I figure on doing a few per week, as it will be a good chance for some practice. I’ve discussed my sharpening system (though I hate to describe it that way) before. It’s simple: a coarse/fine diamond plate, 1000 and 8000 grit water stones, a leather strop, and every so often sandpaper. I’ve heard more than a few times this type of system called “fancy” on woodworking forums and such. If my method is fancy then I would love to know what “simple” would entail. Either way, it seems to work, and since I’ve gone to this set-up I’ve gotten consistently sharp tools. I know that I’m an amateur, but I do know what “sharp means”, though some professionals and amateur kiss-asses will say differently.
I sharpened both the Buck Brothers chisel and my Stanley 1 inch, which for some strange reason is the only chisel I own that has never really been sharpened. The back on the Buck Bros. chisel was brutal, and took me about 15 minutes just to get the area just behind the edge flat. Luckily, my Stanley took just a few minutes. I then progressed through my system. I now sharpen free-hand for the most part, as it seems to me that a guide and water stones don’t mix. I’ve come to the conclusion that the eclipse style guide makes a trench in water stones, though I can’t ever claim that I’ve seen a noticeable one, but I know it’s there. The Veritas guide, with its wider roller, doesn’t cause that problem, but I really only like to use it for skewed irons. I don’t advocate any particular method. Do it free-hand or with a guide; it’s up to you. I just like the feel of free-hand sharpening (and I want to be just like Paul Sellers). All kidding aside, it took me another 15 minutes after the backs were flattened, but I ended up with two razor sharp chisels, sharp enough to cleanly slice end grain on oak, shave the hair off my arm, and easily cut through paper.

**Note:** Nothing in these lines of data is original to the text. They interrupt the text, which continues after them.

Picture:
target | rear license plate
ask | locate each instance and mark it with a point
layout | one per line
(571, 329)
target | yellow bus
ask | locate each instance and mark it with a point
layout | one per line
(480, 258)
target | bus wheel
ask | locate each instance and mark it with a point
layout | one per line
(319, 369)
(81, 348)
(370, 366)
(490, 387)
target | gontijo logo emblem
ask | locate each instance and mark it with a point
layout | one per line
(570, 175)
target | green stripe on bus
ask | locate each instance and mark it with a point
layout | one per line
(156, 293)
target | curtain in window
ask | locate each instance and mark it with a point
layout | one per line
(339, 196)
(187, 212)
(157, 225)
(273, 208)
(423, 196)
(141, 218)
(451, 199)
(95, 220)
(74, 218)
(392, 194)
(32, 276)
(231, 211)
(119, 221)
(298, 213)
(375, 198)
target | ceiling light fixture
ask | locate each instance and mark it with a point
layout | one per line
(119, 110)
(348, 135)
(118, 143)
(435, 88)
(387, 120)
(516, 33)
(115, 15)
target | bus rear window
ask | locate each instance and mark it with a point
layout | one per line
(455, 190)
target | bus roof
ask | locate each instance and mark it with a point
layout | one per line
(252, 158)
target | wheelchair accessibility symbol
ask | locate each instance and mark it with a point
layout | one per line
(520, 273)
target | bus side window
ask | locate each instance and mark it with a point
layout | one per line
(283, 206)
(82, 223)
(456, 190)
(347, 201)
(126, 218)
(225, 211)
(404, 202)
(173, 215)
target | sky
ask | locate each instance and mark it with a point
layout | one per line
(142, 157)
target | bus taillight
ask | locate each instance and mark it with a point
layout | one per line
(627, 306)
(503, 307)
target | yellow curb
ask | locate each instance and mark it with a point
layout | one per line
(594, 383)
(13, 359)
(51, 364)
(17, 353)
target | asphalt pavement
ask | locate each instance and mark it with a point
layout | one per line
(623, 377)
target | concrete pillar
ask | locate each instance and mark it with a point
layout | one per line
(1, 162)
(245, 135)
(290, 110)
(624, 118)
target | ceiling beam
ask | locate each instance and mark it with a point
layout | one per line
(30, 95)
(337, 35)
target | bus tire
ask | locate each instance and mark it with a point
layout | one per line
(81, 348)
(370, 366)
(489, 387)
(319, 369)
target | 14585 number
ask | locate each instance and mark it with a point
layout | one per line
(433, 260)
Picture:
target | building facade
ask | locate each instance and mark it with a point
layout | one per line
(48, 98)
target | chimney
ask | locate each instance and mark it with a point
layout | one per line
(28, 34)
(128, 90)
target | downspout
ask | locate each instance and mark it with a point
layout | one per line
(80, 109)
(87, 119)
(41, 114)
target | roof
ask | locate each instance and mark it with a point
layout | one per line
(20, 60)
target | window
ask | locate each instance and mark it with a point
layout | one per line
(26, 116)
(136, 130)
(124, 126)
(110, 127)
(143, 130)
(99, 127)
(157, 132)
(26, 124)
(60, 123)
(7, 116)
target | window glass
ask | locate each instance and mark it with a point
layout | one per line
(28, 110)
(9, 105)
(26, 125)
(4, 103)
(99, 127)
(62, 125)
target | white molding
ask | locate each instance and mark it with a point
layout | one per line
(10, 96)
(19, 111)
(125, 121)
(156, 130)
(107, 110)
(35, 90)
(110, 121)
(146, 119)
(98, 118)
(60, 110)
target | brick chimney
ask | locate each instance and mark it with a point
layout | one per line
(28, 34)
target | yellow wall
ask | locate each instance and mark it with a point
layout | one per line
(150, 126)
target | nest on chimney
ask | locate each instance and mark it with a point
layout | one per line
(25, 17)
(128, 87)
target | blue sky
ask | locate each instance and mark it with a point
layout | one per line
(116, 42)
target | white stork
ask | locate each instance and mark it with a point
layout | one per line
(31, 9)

Before I flattened my stones, cleaned up, and called it a night, I decided to give my newly sharpened moving fillister another test run. I used the same piece of scrap pine that I did for the last test. I was a little anxious, because if the edge rolled again I knew I was in for at the least another grinding, at worst the search for a replacement iron. At the last moment I almost put everything away and ended the night on a high note, but whatever I may be, I’m not a wuss, so I went for it. Thankfully and happily, the sharp iron easily sliced the fillister, and there was no rolling on the edge. I carefully removed the iron from the plane, stropped it a few times, and then lovingly dusted the plane body and wiped it with a cloth. I will likely have to hone this tool a little more than I normally would other planes, but that is a small price to pay to once again have a working tool ready to go.